Try It: Salted Peanut Butter Cup Smoothie

How to Store Natural Peanut Butter

Standard big-brand peanut butters will last in a dark, cool pantry for about six to nine months unopened, or two to three months once opened. Refrigerating it extends its shelf life, but the cold definitely makes it less spreadable.

Natural peanut butter is even less spreadable when cold, since it’s unrefined and contains nothing but ground peanuts (and sometimes salt) and no preservatives or hydrogenated oils to keep it smooth. Many brands advise refrigerating it after opening, but natural peanut butter can last up to a month on a cool, dark shelf. (P.S.: Storing your natural peanut butter upside-down in the pantry will help keep the oil evenly distributed instead of pooled at the top.)

If you’ll likely finish the jar within a month, feel free to keep it at room temperature. If it typically takes you longer, keep it in the fridge for up to six months instead so the oils don’t spoil. Just be sure to stir the separated oil back into the peanut butter between uses—it’s tougher to reincorporate once the PB is cold and hard again.

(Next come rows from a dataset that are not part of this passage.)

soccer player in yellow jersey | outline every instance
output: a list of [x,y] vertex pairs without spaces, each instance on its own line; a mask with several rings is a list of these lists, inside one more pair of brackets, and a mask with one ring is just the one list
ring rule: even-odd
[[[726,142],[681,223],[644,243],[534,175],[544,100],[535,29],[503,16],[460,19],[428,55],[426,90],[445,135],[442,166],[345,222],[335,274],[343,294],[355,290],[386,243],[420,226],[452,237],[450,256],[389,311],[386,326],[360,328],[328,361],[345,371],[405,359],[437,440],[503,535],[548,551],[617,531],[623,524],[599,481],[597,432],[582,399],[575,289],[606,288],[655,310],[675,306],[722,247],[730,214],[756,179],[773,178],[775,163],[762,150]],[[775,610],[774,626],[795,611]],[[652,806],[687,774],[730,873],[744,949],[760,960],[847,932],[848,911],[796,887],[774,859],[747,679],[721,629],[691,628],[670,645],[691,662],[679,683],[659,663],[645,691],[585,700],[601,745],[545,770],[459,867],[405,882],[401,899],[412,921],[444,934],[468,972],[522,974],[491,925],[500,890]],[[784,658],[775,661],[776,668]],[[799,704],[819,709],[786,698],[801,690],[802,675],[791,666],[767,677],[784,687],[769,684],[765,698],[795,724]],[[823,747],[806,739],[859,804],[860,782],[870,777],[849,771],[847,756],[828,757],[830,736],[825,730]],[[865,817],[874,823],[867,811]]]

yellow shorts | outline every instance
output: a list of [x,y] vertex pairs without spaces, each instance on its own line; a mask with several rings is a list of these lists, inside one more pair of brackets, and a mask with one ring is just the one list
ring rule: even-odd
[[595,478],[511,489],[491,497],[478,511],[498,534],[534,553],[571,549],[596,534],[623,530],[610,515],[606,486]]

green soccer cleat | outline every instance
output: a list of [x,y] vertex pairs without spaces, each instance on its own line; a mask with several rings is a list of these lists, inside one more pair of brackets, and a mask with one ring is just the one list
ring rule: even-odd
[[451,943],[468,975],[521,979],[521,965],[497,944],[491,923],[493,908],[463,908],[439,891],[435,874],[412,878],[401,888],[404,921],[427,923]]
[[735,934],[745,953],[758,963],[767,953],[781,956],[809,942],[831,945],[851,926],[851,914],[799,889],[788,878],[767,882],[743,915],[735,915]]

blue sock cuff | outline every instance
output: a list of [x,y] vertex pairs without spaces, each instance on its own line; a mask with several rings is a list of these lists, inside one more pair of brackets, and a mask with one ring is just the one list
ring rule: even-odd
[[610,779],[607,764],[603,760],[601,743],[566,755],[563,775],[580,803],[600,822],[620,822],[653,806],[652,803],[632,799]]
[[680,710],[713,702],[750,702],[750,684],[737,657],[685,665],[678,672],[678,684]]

What Peanut Butter Brands Should You Avoid?

Some peanut butters are sweetened with sugar, molasses or honey, which increases their sugar content. If that’s not an issue for you, Stoler wouldn’t consider naturally sweetened peanut butters like these unhealthy; they’re just not the most nutritious or plain options available. However, she does suggest staying away from peanut butters that are sweetened with non-nutritive or artificial sweeteners, if you happen to come across any at the supermarket.

Should Peanut Butter Be Refrigerated?

taryn pire

Food Editor

Taryn Pire is PureWow’s food editor and has been writing about all things delicious since 2016. She’s developed recipes, reviewed restaurants and investigated food trends at...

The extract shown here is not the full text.